第453話霧響vs危ない女子3人
「霧響ちゃん!何してるの!?」
綺麗にドアを外したのは初音だったらしい。その後ろには結愛と天銀の姿も見える。よ、よし、これで何はともあれ初音たちが助けてくれるはず・・・
「お兄様には反省してもらってるんです」
「そういうのは私がやるから、霧響ちゃんはどこか行ってて?」
その言葉に何か思うところがあったのか、霧響が皮肉っぽく言う。
「そう言いますが、白雪さんたちに任せるとお兄様が足を折られてしまうので任せるわけにはいきません」
「っ・・・それは、この女がそーくんを奪おうとするから・・・」
「は?そもそも虫がいなければ私が奪う必要だってなかったんだから虫のせいでしょ?」
「それはこっちも同じことだって言われないとわからない?」
またも口論を始めてしまい、霧響がそっと2人を部屋の外に追いやって神業とでも言わんばかりの速さで綺麗に外れたドアを直した。
「天銀さんは何か用があるんですか?」
霧響は息一つ切らすことなく、天銀にそう質問する。
「いえ、その・・・何をしているんですか?」
「何、とは?先ほども言った通りお兄様には反省をしてもらってるんです」
「なんのですか?」
「私に逆らおうとしたことの、です」
「・・・・・・」
天銀はしばらく黙り込んだ。・・・え?てっきり初音と結愛が来てくれさえすればもう絶対に助かったと思ったけど簡単にいなされてしまったし・・・
天銀に賭けてみるしかない・・・!
「ですがこれは過剰────」
天銀が何かを言おうとしたが、霧響が脅すように言う。
「私は天銀さんのことは嫌いではないので、あまりこういうことは言いたくないのですが・・・」
・・・そうだったのか。まあ霧響は誰彼構わず嫌ったりはしないか・・・天銀とは割と性格も似てる部分はあるし。

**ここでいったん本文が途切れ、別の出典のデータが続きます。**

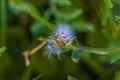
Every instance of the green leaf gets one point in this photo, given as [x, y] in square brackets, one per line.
[71, 78]
[82, 26]
[76, 56]
[108, 35]
[2, 50]
[69, 14]
[108, 3]
[115, 57]
[117, 18]
[36, 28]
[104, 18]
[62, 2]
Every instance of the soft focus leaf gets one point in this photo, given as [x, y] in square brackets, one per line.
[108, 35]
[71, 78]
[104, 18]
[69, 15]
[115, 57]
[117, 19]
[82, 26]
[2, 50]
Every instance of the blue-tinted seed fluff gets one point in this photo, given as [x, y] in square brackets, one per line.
[64, 33]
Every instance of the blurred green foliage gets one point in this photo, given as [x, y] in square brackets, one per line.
[95, 22]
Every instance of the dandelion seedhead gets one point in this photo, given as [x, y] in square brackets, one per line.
[56, 45]
[63, 32]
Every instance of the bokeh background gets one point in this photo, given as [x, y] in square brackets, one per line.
[95, 22]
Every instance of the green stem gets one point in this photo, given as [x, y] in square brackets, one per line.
[3, 23]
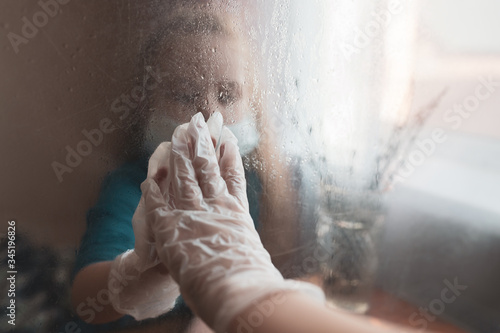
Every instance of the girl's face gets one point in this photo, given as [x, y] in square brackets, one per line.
[203, 74]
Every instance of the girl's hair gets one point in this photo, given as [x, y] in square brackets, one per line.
[178, 23]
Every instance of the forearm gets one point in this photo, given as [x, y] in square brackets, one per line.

「あなたが本当は女性であることをバラせば、白雪さんたちは間違いなくあなたに報復しようとします、それをどうにかできたとしても他に困ることがあるのでは?」
「・・・最王子君、申し訳ないですが少しの間辛抱してください、後でお詫びさせていただきますので・・・」
「大丈夫ですよ、別に取って喰おうとなんてしてませんから」
申し訳なさそうに俺に謝る天銀に対し、霧響がフォローなのかどうなのかよくわからないことを言った。
「・・・・・・」
天銀はそっとドアを開いて出ていき、そっとドアを閉めた。・・・え?まさか本当にこのまま餓死地獄コースなのか・・・?そろそろ喉が渇いてきた・・・
「さぁ、お兄様、これで2人で─────」
「私も混ぜて〜♪」
と、俺の下から声が聞こえる。・・・下?
俺は今ベッドに寝ている。つまり、ベッドの下にいたと言うことだ。そしてこの声は────
「あ、あゆ!」
「わぁっ❤︎そんなに私のこと求めてたんですかぁ〜?せんぱ〜い❤︎」
「・・・・・・」
口には出さないけど今だけは求めてたかもしれない。
あゆなら霧響に変に流されることもないはず・・・ここはあゆに任せてなんとかこの状況を打破してもらおう。